Inside the Texas Capitol, on the back wall of the Senate chamber hangs a hard-to-miss oil canvas smattered with carefully painted soldiers wielding swords and cannons. The colorful battle scene depicts a pivotal moment in the Texas Revolution when approximately 900 Texas soldiers managed to defeat a much larger group of soldiers from the Mexican army at the Battle of San Jacinto in just 18 minutes.

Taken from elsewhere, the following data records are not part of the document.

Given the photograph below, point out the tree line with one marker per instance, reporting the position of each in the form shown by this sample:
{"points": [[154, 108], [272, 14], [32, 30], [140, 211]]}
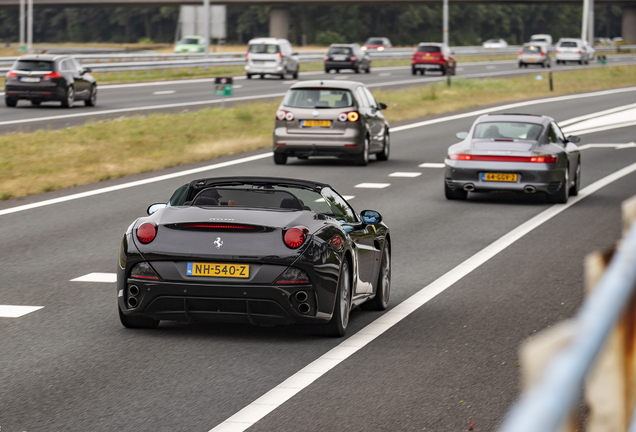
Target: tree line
{"points": [[404, 24]]}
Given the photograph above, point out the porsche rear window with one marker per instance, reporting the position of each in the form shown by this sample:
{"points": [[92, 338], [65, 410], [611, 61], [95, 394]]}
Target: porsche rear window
{"points": [[33, 65], [264, 49], [429, 48], [318, 98], [508, 130]]}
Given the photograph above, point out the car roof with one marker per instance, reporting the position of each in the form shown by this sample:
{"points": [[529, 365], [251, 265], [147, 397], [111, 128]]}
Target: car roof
{"points": [[348, 85], [221, 181], [515, 117]]}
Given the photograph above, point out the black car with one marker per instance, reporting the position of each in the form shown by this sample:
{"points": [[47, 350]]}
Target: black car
{"points": [[43, 78], [262, 251], [347, 56]]}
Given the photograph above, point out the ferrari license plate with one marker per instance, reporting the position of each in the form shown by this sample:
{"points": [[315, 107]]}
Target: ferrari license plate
{"points": [[316, 123], [499, 177], [219, 270]]}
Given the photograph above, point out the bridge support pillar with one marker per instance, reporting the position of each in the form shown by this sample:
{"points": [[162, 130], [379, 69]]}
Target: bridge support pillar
{"points": [[279, 22], [629, 24]]}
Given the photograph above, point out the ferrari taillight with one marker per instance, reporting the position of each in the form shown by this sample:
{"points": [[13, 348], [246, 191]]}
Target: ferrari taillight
{"points": [[146, 233], [295, 237]]}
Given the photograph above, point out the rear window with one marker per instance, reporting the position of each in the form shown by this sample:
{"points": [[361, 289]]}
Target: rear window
{"points": [[318, 98], [33, 65], [508, 130], [264, 49], [429, 48]]}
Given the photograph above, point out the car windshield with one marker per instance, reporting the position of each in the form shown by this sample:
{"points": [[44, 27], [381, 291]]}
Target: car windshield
{"points": [[339, 50], [33, 65], [265, 196], [189, 41], [264, 49], [318, 98], [508, 130], [429, 48]]}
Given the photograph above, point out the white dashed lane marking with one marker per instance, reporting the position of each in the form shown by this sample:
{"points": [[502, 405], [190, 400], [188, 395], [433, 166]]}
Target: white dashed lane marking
{"points": [[373, 185], [405, 174], [97, 277], [8, 311]]}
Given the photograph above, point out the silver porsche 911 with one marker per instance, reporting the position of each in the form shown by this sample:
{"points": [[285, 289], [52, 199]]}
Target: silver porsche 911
{"points": [[515, 153]]}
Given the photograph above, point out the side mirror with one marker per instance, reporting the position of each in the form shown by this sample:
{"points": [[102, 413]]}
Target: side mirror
{"points": [[154, 207], [371, 217]]}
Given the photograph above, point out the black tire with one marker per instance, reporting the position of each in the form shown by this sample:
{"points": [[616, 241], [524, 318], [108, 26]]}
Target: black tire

One of the most famous Henry McArdle illustrations in the frame shows General Sam Houston, whose horse was just shot out from beneath him, being beckoned by an “unnamed and unarmed aid” offering him a new mount. The mystery man is claimed by eighth-generation Texan Brooks Warden, who, nearly 200 years after seven of his ancestors fought in the battle of San Jacinto, faces a very different and very important battle of his own.

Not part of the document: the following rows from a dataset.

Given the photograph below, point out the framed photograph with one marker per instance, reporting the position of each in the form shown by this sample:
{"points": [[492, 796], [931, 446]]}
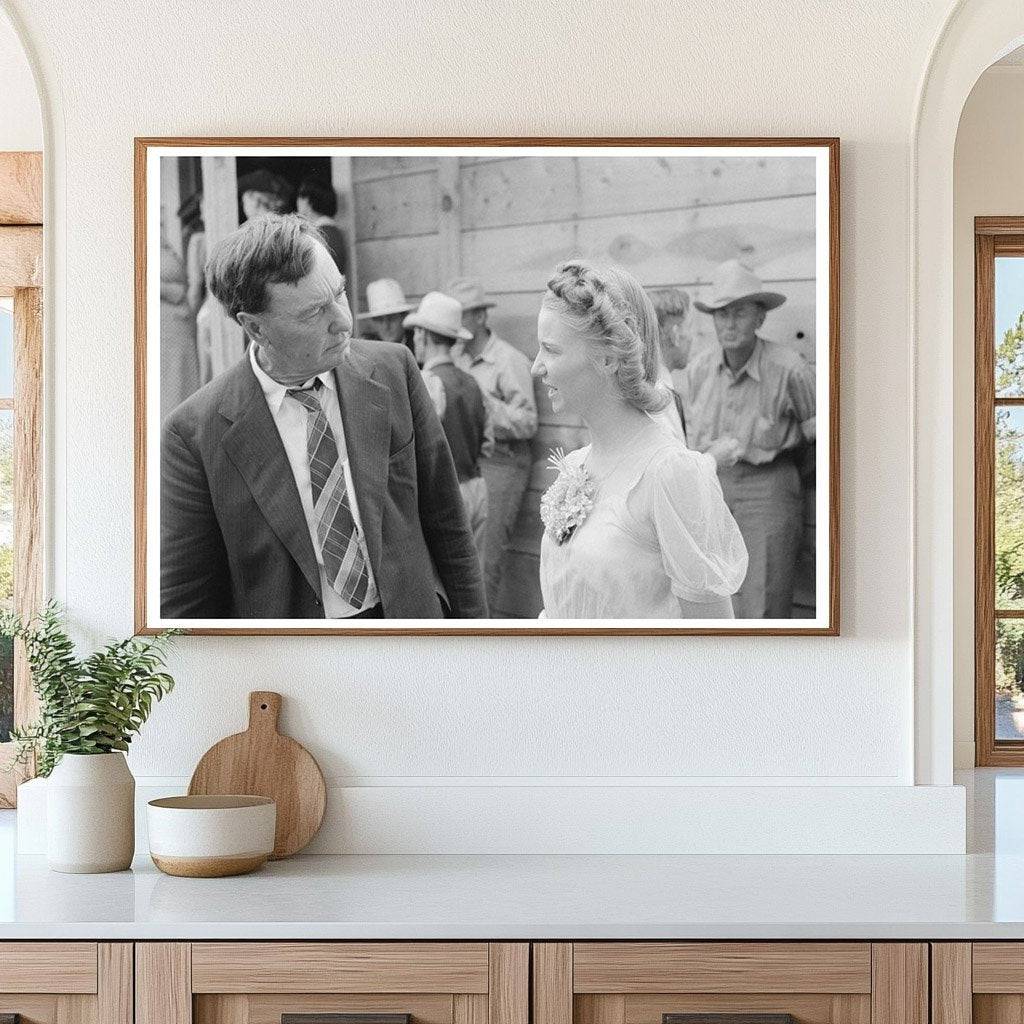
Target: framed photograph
{"points": [[487, 386]]}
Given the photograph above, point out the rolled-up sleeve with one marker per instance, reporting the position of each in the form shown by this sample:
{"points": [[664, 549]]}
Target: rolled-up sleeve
{"points": [[513, 411]]}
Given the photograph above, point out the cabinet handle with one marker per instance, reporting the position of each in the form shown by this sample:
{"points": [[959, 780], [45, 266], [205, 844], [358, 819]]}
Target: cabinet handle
{"points": [[338, 1019], [728, 1019]]}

Twenty-one-year-old Warden is a plaintiff in a years-long lawsuit alleging students and school administrators in the Austin Independent School District in Texas violated Title VI of the Civil Rights Act of 1964 through repeated racial harassment.
“Starting when I was 12 up until the end of high school, I was attacked physically and emotionally because of my race. Being a white Christian, conservative male, I was beaten. They threatened to kill me and verbally abused me daily,” Warden told The Federalist.
Until now, Warden was unnamed due to his status as a minor when the lawsuit was filed. Now that he’s surpassed his teenage years and there is a new development in his case — a petition for a writ of certiorari to the U.S. Supreme Court — Warden is ready to speak about the intense bullying siege he faced from faculty and peers alike.
“I know what I believe, and I won’t be swayed. I’ve taken punches to the face for defending the U.S. Constitution,” he said. “I was never scared to speak my mind. I was terrified to walk down the halls, though.”